In November, for example, the prestigious think tank ISW was rocked by an insider scandal linked to a map of the battlefield. The map, which Polymarket uses in its payouts, suddenly changed and showed that Russia had unexpectedly captured the city of Myrnohrad in Donetsk. Several people won large sums of money as a result - but as soon as the winnings were paid out, the map was changed back. An ISW employee was subsequently fired.
Prediction markets thus reward those who can obtain factual information - or change it - and influence the course of events. In geopolitics and war, this can mean people close to power: officials, soldiers, entrepreneurs or leaked intelligence.
Trump's son involved
In the US, it can also mean people close to the president. Donald Trump's eldest son, businessman Donald Trump Jr., is an investor in and an unpaid adviser to Polymarket and a paid adviser to Kalshi. He also heads the Trump family's social media company, which recently announced it will launch its own prediction platform called Truth Predict.
This inevitably raises thoughts of insider trading, notes Professor Joakim Sandberg.
“He likely has a great opportunity to use knowledge of what his father will do to bet on various things and make money from it.”

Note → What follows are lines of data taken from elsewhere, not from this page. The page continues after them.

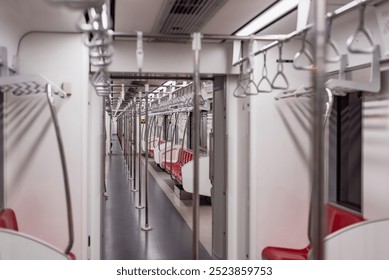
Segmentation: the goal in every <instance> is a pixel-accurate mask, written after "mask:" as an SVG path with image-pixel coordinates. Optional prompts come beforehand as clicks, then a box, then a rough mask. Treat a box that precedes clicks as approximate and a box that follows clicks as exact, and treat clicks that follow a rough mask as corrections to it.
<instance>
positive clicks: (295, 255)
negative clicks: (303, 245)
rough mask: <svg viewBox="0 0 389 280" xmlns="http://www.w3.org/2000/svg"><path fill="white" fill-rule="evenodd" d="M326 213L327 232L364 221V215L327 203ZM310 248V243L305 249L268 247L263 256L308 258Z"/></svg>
mask: <svg viewBox="0 0 389 280" xmlns="http://www.w3.org/2000/svg"><path fill="white" fill-rule="evenodd" d="M326 214H327V220H326V222H327V234H331V233H333V232H335V231H337V230H339V229H342V228H344V227H347V226H349V225H352V224H355V223H358V222H362V221H364V219H363V217H360V216H357V215H355V214H353V213H350V212H347V211H344V210H342V209H340V208H337V207H334V206H331V205H326ZM309 249H310V245H308V246H307V247H305V248H304V249H292V248H283V247H266V248H265V249H263V251H262V257H263V258H264V259H268V260H306V259H307V256H308V252H309Z"/></svg>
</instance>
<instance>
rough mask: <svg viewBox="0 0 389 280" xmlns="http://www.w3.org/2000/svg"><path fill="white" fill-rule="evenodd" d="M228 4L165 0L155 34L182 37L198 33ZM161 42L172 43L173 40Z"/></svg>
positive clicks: (221, 2)
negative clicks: (200, 30) (166, 42)
mask: <svg viewBox="0 0 389 280" xmlns="http://www.w3.org/2000/svg"><path fill="white" fill-rule="evenodd" d="M226 2H227V0H165V2H164V4H163V6H162V9H161V12H160V14H159V16H158V18H157V20H156V22H155V24H154V27H153V33H161V34H175V35H182V34H191V33H193V32H198V31H200V30H201V28H202V27H203V26H204V25H205V24H206V23H207V22H208V21H209V20H210V19H211V18H212V17H213V16H214V15H215V14H216V13H217V12H218V11H219V10H220V9H221V8H222V7H223V5H224V4H225V3H226ZM159 41H164V42H166V41H169V42H172V40H171V39H169V40H161V39H159ZM173 41H174V42H177V40H173Z"/></svg>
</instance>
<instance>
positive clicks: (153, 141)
mask: <svg viewBox="0 0 389 280" xmlns="http://www.w3.org/2000/svg"><path fill="white" fill-rule="evenodd" d="M164 143H165V141H163V140H160V141H158V140H152V141H150V142H149V156H150V157H152V158H154V149H155V148H157V147H158V145H162V144H164Z"/></svg>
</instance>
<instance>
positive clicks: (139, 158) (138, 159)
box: [135, 91, 145, 209]
mask: <svg viewBox="0 0 389 280" xmlns="http://www.w3.org/2000/svg"><path fill="white" fill-rule="evenodd" d="M138 118H139V120H138V121H139V131H138V133H139V137H138V142H139V143H138V149H139V154H138V156H139V158H138V165H139V166H138V171H139V173H138V175H139V177H138V190H139V196H138V205H137V206H135V208H137V209H143V208H145V206H144V205H142V92H141V91H140V92H139V112H138Z"/></svg>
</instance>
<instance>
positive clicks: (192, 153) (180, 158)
mask: <svg viewBox="0 0 389 280" xmlns="http://www.w3.org/2000/svg"><path fill="white" fill-rule="evenodd" d="M192 159H193V152H192V151H190V150H182V153H181V154H180V155H179V158H178V160H179V161H178V162H177V163H175V164H173V165H172V175H173V176H174V178H175V179H176V180H177V181H178V182H179V183H181V184H182V166H183V165H184V164H186V163H188V162H190V161H192Z"/></svg>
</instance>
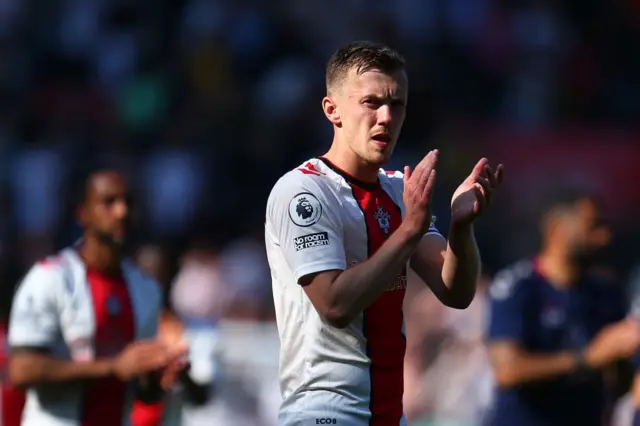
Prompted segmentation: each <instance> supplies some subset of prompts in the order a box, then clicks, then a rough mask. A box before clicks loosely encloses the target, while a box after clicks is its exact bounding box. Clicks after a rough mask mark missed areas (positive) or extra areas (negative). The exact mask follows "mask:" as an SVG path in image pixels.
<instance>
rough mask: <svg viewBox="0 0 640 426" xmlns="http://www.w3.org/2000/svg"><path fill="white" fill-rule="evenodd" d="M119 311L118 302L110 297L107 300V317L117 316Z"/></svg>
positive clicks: (118, 312) (110, 296) (119, 305)
mask: <svg viewBox="0 0 640 426" xmlns="http://www.w3.org/2000/svg"><path fill="white" fill-rule="evenodd" d="M120 311H121V306H120V301H119V300H118V298H117V297H115V296H110V297H109V298H108V299H107V312H109V315H111V316H117V315H119V314H120Z"/></svg>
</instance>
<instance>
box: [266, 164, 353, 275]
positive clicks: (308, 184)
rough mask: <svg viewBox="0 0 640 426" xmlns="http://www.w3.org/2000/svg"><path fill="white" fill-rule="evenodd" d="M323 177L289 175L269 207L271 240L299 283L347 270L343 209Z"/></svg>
mask: <svg viewBox="0 0 640 426" xmlns="http://www.w3.org/2000/svg"><path fill="white" fill-rule="evenodd" d="M320 179H326V177H323V176H308V175H302V174H301V175H300V176H299V177H298V176H297V175H296V176H295V177H294V176H293V175H287V176H285V177H284V178H283V179H281V180H280V181H279V182H278V183H277V184H276V186H275V187H274V189H273V191H272V193H271V196H270V197H269V201H268V204H267V236H268V237H269V238H271V239H272V241H271V243H272V244H275V245H276V246H279V248H280V250H281V252H282V254H283V257H284V260H285V262H286V263H287V265H288V266H289V269H291V271H292V272H293V276H294V278H295V280H296V282H299V280H300V278H302V277H304V276H305V275H309V274H313V273H317V272H322V271H328V270H344V269H346V266H347V265H346V255H345V251H344V243H343V229H342V220H341V215H342V206H341V204H340V201H339V200H338V198H337V196H336V194H335V193H334V192H333V191H332V190H331V189H330V188H329V187H328V184H330V183H333V182H321V181H319V180H320Z"/></svg>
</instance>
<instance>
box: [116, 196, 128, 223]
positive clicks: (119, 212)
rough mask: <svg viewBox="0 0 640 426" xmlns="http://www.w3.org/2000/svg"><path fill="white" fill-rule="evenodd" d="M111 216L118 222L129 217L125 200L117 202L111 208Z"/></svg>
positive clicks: (127, 206)
mask: <svg viewBox="0 0 640 426" xmlns="http://www.w3.org/2000/svg"><path fill="white" fill-rule="evenodd" d="M113 214H114V216H115V217H116V218H117V219H119V220H123V219H126V218H127V217H128V216H129V204H128V203H127V202H126V201H125V200H118V201H117V202H116V203H115V204H114V206H113Z"/></svg>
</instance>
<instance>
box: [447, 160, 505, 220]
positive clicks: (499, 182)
mask: <svg viewBox="0 0 640 426" xmlns="http://www.w3.org/2000/svg"><path fill="white" fill-rule="evenodd" d="M503 176H504V166H503V165H502V164H500V165H499V166H498V167H497V168H496V169H495V170H494V169H493V168H492V167H491V166H490V165H489V160H487V159H486V158H483V159H481V160H480V161H478V163H477V164H476V165H475V167H474V168H473V170H472V171H471V174H470V175H469V176H468V177H467V178H466V179H465V180H464V181H463V182H462V184H461V185H460V186H459V187H458V189H456V191H455V192H454V194H453V197H452V198H451V220H452V223H456V224H470V223H472V222H473V221H474V220H475V219H477V218H478V217H479V216H480V215H482V213H484V211H485V210H486V209H487V207H489V205H490V204H491V198H492V196H493V191H494V190H495V189H496V188H497V187H498V186H499V185H500V184H501V183H502V179H503Z"/></svg>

But there is also a worse, more ominous scenario:
“If Trump can be influenced to do things that his son has asked for - then it becomes really dangerous,” says Sandberg.
“Reveals dark world”
The prediction market has the potential to corrupt the entire state apparatus, warned New York Democrat Ritchie Torres after Maduro's capture. He called for a ban on elected officials and government employees profiting on the sites.
“Imagine for a moment that a member of the Trump administration placed a bet predicting Maduro would be ousted. As both a government insider and a player in the prediction market, that individual would have a perverse incentive to push policies that would line his or her own pockets,” Torres wrote in The Washington Post.

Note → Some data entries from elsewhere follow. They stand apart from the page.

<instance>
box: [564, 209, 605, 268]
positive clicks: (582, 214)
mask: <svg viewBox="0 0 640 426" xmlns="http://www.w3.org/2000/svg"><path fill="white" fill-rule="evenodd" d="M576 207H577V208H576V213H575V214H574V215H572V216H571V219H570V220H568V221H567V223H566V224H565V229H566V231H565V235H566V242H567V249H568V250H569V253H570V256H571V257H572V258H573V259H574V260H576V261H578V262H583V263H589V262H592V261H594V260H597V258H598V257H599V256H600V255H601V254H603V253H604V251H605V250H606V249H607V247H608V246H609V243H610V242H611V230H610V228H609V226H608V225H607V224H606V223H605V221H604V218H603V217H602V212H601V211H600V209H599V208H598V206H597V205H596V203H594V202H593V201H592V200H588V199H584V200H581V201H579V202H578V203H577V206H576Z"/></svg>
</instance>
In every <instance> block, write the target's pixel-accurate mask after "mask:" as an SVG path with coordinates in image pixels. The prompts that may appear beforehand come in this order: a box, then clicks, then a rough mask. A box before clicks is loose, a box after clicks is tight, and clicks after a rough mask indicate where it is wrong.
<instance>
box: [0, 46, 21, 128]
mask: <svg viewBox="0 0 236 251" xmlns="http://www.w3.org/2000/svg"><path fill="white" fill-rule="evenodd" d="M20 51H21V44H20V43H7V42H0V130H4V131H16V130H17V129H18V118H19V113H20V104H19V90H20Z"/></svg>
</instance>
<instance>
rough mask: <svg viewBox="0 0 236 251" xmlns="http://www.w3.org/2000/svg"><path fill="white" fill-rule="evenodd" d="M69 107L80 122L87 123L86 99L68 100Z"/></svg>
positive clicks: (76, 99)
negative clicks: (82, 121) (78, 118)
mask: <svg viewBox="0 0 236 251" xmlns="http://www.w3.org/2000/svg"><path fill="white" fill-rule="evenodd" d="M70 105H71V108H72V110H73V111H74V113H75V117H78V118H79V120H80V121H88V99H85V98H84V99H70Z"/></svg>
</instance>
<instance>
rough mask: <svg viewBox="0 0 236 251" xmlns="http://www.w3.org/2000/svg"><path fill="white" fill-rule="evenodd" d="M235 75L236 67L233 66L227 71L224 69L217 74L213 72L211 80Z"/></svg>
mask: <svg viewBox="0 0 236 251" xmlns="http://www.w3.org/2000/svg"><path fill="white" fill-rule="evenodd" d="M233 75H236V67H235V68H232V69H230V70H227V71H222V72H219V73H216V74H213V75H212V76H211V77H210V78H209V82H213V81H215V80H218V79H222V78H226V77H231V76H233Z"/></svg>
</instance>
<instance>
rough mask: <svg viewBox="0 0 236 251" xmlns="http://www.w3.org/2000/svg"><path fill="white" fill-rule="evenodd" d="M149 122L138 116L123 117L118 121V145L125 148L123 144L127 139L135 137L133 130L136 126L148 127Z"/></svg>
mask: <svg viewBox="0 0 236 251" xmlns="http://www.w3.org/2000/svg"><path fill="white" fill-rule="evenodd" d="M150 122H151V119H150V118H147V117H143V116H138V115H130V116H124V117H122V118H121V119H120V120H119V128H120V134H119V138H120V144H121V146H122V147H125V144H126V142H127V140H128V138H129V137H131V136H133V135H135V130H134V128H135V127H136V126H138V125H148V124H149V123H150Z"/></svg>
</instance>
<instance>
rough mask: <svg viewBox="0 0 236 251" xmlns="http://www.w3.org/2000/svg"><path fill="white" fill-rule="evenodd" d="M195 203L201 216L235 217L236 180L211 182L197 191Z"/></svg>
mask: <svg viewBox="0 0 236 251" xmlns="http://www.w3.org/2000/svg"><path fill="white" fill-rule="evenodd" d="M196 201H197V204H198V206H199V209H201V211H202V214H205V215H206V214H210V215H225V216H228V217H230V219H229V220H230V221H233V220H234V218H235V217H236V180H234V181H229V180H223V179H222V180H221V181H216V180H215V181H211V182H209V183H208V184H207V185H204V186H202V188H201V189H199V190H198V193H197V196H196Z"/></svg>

Kalshi and Polymarket reveal a dark world, writes British journalist and author Iian Overton:
“A world where the line between understanding conflicts and profiting from them is uncomfortably thin.”
The prediction market consists of betting sites where bets are placed on future events, such as political elections, conflicts, award ceremonies or economic results.
With the goal of making money from correct predictions, trading is done on the probability of different outcomes.
Those who invested money or cryptocurrency on a correct outcome get paid.
The largest players today are the American Polymarket and Kalshi, but the market is steadily growing in size.
Several countries have chosen to restrict or block Polymarket, citing, among other things, conflicts with local financial and betting laws.